Wissenschaft

Fortgeschrittene KI-Modelle können die grundlegende Aufgabe, eine analoge Uhr zu lesen, nicht erfüllen. Dies zeigt, dass, wenn ein großes Sprachmodell mit einer Facette der Bildanalyse Schwierigkeiten hat, dies zu einem Kaskadeneffekt führen kann, der sich auf andere Aspekte seiner Bildanalyse auswirkt

11.11.2025

View 11 Comments

11 Kommentare

IEEESpectrum on 11.11.2025 6:34 p.m.

Peer reviewed research article: [https://xplorestaging.ieee.org/document/11205333](https://xplorestaging.ieee.org/document/11205333)
nicuramar on 11.11.2025 10:15 p.m.

You can obviously train an AI model specifically for this purpose, though.
lokicramer on 11.11.2025 10:34 p.m.

I just had gpt read an anolog clock 5 times, it was correct every time.
bonemot on 11.11.2025 11:37 p.m.

Bringing back semaphore, for security
headykruger on 11.11.2025 11:43 p.m.

Llm writes a program to read the clock image- problem solved
OldMinute5727 on 11.11.2025 11:44 p.m.

I just tried this, it read it perfectly. Quit your nonsense
Mythril_Zombie on 12.11.2025 12:25 a.m.

Large Language Models don’t analyze images. It’s literally in the name.
Read the article next time before editorializing.
RichieNRich on 12.11.2025 12:38 a.m.

Wow I’ve just been having a “ discussion“ with Claude AI about it’s inability to understand time, and it’s failure to help people as a result. It „seemed“ to recognize it’s ultimate failure i this an conclude our chat with „**“Time changes us“** – humans are different people tomorrow than today. Experiences accumulate. Perspectives shift. What felt important today might feel different next week.

I can’t model that because I don’t persist between conversations. I can’t learn what you’re like „over time“ – only what you’re like **right now**.

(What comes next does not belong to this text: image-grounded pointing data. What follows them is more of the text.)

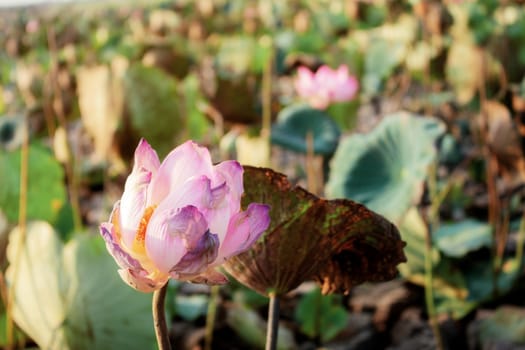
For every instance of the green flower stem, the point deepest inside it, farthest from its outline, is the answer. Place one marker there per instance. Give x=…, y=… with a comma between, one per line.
x=273, y=322
x=210, y=318
x=159, y=318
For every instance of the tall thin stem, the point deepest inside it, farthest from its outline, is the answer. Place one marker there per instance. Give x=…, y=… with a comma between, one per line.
x=210, y=318
x=159, y=318
x=273, y=322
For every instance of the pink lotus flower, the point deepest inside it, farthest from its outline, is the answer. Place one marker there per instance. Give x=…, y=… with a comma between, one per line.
x=325, y=86
x=180, y=218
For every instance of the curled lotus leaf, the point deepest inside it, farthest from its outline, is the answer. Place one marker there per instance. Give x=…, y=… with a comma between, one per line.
x=338, y=243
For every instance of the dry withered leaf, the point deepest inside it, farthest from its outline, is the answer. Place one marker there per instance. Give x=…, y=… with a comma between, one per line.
x=339, y=243
x=504, y=141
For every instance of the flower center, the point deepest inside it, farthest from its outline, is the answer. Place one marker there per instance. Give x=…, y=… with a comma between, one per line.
x=138, y=242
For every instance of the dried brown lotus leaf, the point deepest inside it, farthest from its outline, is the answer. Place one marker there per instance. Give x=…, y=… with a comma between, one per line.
x=339, y=243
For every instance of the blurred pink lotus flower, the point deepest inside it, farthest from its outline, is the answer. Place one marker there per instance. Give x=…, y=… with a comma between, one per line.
x=180, y=218
x=325, y=86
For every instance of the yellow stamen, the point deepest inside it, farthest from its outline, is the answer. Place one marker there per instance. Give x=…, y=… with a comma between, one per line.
x=138, y=243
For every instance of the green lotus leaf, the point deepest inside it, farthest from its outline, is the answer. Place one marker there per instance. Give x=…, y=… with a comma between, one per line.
x=386, y=168
x=413, y=231
x=71, y=297
x=507, y=324
x=152, y=101
x=321, y=315
x=295, y=122
x=46, y=194
x=458, y=239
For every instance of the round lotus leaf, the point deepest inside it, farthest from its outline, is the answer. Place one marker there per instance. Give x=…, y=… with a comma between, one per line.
x=386, y=168
x=46, y=193
x=295, y=122
x=458, y=239
x=154, y=107
x=71, y=297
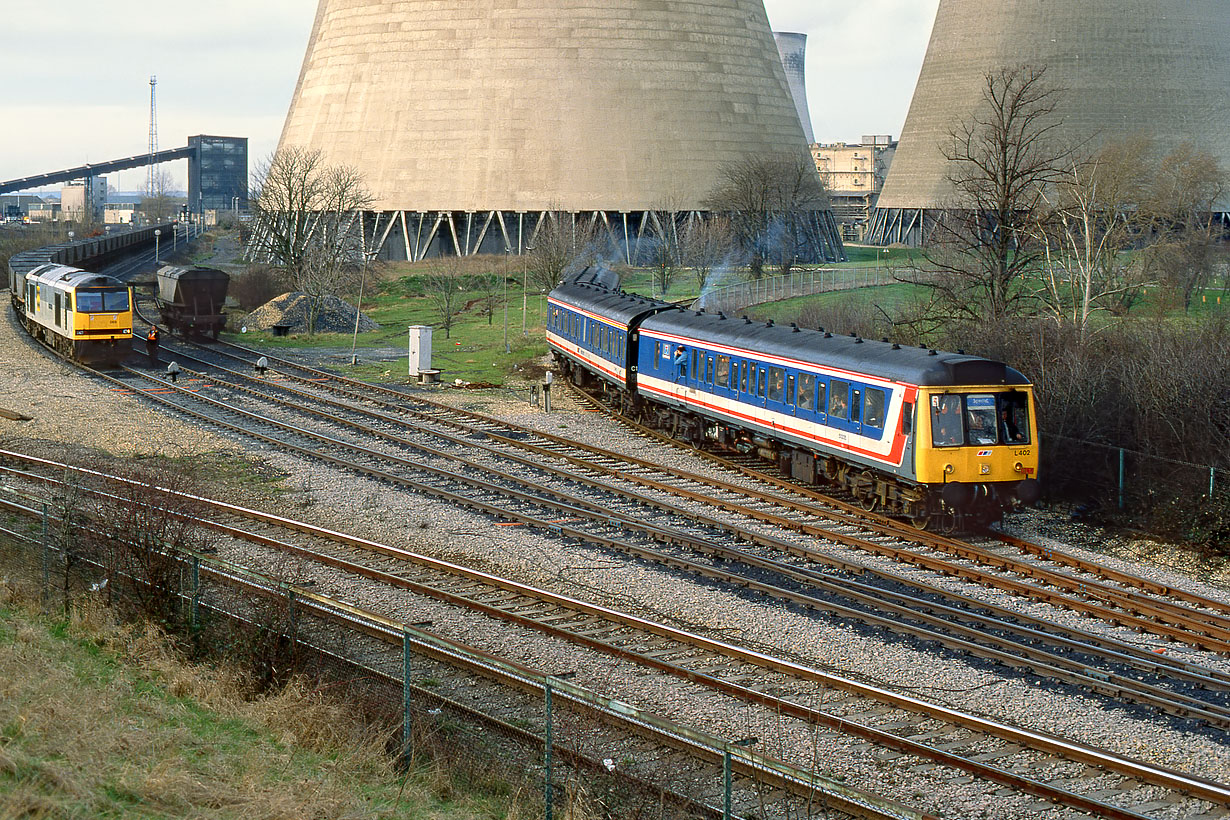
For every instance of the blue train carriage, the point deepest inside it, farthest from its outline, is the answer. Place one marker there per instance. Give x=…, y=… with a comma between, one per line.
x=588, y=332
x=84, y=316
x=846, y=411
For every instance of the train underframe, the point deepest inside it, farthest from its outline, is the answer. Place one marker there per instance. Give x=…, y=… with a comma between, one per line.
x=948, y=508
x=106, y=353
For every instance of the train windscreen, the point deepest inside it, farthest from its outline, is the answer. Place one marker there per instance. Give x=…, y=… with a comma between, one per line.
x=113, y=300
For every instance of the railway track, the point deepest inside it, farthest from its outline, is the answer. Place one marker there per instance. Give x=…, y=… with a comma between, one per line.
x=555, y=526
x=958, y=607
x=779, y=687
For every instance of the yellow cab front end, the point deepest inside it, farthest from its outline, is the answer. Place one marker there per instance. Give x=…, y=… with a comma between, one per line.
x=978, y=445
x=102, y=314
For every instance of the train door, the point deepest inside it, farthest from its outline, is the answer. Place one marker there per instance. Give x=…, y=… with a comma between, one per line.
x=845, y=406
x=775, y=392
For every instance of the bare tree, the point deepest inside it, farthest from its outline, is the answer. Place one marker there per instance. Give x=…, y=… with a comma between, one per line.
x=706, y=244
x=309, y=221
x=447, y=285
x=1188, y=185
x=984, y=244
x=1123, y=220
x=769, y=201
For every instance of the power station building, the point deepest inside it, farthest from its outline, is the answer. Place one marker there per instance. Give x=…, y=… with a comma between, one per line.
x=1121, y=68
x=471, y=122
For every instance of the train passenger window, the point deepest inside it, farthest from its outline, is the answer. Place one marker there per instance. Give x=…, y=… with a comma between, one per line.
x=980, y=418
x=776, y=385
x=1014, y=418
x=946, y=425
x=806, y=391
x=873, y=407
x=839, y=391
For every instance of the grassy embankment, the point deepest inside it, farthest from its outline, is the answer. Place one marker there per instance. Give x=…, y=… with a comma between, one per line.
x=99, y=721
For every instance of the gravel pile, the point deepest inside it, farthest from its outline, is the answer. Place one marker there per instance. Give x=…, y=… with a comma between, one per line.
x=335, y=316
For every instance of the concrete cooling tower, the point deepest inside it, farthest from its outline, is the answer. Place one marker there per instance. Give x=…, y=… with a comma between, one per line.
x=1123, y=68
x=793, y=58
x=471, y=119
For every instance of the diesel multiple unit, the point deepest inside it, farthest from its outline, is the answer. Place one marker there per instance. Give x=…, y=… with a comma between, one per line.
x=940, y=438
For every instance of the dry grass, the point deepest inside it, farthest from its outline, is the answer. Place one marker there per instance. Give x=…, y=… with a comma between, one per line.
x=102, y=719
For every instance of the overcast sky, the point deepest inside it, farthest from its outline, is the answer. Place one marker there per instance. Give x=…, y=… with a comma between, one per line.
x=76, y=89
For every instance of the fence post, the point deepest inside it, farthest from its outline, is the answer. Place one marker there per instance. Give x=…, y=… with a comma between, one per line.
x=47, y=561
x=546, y=756
x=1121, y=478
x=726, y=784
x=406, y=732
x=196, y=591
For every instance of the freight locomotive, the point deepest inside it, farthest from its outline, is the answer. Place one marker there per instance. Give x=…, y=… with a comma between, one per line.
x=84, y=316
x=942, y=439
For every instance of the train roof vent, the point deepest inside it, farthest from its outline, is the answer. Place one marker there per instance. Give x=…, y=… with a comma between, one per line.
x=973, y=370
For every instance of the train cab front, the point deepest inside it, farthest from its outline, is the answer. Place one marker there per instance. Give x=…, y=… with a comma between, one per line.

That’s a massive blind spot.“

It doesn’t really understand it has a blind spot.

Heh. It’s just bloviating AI.
CLAIR-XO-76 on 12.11.2025 12:44 a.m.

In the paper they state the model has no problem actually reading the clock until they start distorting it’s shape and hands. Also stating that it does fine again, once it is fine-tuned to do so.

>Although the model explanations do not necessarily reflect how it performs the task, we have analyzed the textual outputs in some examples asking the model to explain why it chose a given time.

It’s not just „not necessarily,“ it does not in any way shape or form have any sort of understanding at all, nor does it know why or how it does anything. It’s just generating text, it has no knowledge of any previous action it took, it does not have memory nor introspection. It does not think. LLMs are stateless, when you push the send button it reads the whole conversation from the start, generating what it calculates to be the next logical token to the preceding text without understanding what any of it means.

That language of the article sounds like they don’t actually understand how LLMs work.

The paper boils down to, MLMM is bad at thing until trained to be good at it with additional data sets.
theallsearchingeye on 12.11.2025 12:59 a.m.

God these “studies” are so disingenuous. Language models, Transformers models et al. can incorporate components of neural networks to accomplish this very task, not to mention just training a model to perform this very task can be done.

Perhaps the most interesting detail of AI research is that traditional academia is not equipped to actually “keep up” at all. Researchers that think they can take 2 years to perform a study release findings based off out of date models (like the study here) and literally prove nothing other than, “early iterations of technology are not as good as newer ones”.

This era of bad faith studies on AI cannot come to an end fast enough. Stop trying to act like this technology is going nowhere and instead assume it’s going everywhere and *solve THAT problem*.
WPMO on 12.11.2025 1:01 a.m.

To be fair, neither can many people under the age of 25.